One note, for a 10-year-old, Bobby seems to see-saw back and forth between a 5 year old and a 12 year old. Try to stay consistent with the age appropriate dialog and omit tags like "Little Bobby" when you've got a young character over 8 years old. it makes it more realistic.

Otherwise, good job. I hope the family can weather that surprise.
Stacy Wells 06/04/09
I agree with the other comment, but maybe I'm around the wrong ten year olds. Or maybe you were trying to give it a "Brady Bunch" feel, everything is too good to be true.
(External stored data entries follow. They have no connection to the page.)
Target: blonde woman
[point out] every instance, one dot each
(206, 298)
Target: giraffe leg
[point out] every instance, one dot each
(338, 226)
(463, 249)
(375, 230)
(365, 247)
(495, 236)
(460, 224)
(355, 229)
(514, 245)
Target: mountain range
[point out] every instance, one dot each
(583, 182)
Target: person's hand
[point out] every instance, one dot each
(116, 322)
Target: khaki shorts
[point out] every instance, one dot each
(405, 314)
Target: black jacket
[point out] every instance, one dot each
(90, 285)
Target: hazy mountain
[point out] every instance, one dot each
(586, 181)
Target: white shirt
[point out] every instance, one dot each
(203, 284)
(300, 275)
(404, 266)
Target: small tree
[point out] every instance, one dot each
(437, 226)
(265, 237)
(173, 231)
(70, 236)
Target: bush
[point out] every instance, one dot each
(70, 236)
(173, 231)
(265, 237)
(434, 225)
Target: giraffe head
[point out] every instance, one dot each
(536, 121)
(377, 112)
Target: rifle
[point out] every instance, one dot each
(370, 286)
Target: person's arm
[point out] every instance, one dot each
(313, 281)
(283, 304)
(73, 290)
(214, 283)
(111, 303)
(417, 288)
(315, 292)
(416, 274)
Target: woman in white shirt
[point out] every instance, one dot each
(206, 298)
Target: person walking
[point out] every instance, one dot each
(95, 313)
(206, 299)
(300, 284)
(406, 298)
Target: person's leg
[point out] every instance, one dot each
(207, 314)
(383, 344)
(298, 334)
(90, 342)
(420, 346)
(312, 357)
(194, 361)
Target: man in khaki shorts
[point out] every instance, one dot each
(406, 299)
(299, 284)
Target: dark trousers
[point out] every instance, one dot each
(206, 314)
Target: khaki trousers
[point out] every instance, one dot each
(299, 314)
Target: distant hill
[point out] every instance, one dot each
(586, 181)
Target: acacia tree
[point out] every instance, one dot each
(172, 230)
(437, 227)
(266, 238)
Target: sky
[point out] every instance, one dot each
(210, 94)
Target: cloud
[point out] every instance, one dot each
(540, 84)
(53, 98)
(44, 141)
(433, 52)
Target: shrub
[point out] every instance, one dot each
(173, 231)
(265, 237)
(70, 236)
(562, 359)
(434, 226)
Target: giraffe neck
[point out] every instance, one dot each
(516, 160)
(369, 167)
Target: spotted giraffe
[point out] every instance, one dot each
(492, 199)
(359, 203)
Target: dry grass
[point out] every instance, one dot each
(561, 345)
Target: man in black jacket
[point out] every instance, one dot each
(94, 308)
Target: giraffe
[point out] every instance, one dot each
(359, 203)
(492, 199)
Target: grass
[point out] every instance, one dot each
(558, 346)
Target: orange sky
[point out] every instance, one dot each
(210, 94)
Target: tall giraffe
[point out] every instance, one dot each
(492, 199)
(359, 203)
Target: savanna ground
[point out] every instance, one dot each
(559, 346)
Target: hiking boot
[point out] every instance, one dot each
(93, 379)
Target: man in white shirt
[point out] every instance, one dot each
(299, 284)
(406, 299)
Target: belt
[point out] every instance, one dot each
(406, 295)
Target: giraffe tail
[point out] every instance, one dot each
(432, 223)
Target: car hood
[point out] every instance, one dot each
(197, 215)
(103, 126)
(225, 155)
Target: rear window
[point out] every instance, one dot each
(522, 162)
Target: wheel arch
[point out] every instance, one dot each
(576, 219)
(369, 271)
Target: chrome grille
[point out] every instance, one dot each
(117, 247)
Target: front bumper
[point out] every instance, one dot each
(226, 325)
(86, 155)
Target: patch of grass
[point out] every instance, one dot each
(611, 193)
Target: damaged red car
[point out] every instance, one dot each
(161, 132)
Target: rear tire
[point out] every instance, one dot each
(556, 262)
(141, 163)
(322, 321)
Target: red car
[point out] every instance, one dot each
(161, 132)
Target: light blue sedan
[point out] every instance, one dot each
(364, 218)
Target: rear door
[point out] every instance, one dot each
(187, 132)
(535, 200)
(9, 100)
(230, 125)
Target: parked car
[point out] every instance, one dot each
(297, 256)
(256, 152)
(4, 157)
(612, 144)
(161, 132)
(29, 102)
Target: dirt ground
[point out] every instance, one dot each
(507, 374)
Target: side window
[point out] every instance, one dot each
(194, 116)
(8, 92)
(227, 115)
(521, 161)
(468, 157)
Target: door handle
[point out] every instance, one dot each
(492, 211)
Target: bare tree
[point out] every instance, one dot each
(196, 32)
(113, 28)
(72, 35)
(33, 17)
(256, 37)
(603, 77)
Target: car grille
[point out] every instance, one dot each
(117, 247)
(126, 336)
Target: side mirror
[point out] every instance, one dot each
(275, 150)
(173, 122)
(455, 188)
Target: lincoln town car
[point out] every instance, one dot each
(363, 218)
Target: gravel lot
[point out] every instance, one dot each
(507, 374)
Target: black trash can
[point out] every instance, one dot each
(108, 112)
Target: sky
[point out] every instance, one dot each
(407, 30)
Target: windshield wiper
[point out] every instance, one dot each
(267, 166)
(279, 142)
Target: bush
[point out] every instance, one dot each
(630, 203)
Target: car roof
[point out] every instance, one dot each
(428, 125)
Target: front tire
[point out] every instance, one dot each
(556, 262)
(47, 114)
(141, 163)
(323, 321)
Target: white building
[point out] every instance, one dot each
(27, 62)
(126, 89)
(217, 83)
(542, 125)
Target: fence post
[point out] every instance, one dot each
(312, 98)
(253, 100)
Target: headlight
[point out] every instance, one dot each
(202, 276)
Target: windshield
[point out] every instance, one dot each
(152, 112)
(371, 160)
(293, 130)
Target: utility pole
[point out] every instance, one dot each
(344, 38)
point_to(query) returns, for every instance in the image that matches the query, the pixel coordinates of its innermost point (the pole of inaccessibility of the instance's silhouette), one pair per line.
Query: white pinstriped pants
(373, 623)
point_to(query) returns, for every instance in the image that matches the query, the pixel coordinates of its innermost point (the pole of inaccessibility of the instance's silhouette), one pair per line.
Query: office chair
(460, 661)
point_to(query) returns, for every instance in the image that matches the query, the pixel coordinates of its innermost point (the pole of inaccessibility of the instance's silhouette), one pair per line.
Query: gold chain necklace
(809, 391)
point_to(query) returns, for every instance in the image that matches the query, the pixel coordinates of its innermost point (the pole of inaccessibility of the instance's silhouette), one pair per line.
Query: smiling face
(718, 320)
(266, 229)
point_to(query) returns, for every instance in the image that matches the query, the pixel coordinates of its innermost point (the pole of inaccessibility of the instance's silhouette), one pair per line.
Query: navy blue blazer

It was an awesome twist and certainly made a sweet day bitter. I was left wonderding why the 13 year old wasn't with the rest of the picture perfect family. That is a good thing, your story wasn't forgettable.
Gregory Kane06/06/09
Likewise I approached the ending wondering where the bitterness was. Your surprise would be improved by a reference or two to Roberta earlier in the story, perhaps by having the mother worry aloud whether she was okay.
Nevertheless an energetic story - almost makes me want to make a fool of myself on the slopes!
diana kay06/10/09
I liked this we have all been there in the car with a child impatient to get there! I agree I thought he was about 6 or seven and then when he skied to be 13 or so but the little sparrow description dd not fit. I liked the tension. I hoped he was not going to have an accident and be airlifted off the mountain. I think you should have made daughter older 16 maybe because it does not quite work otherwise.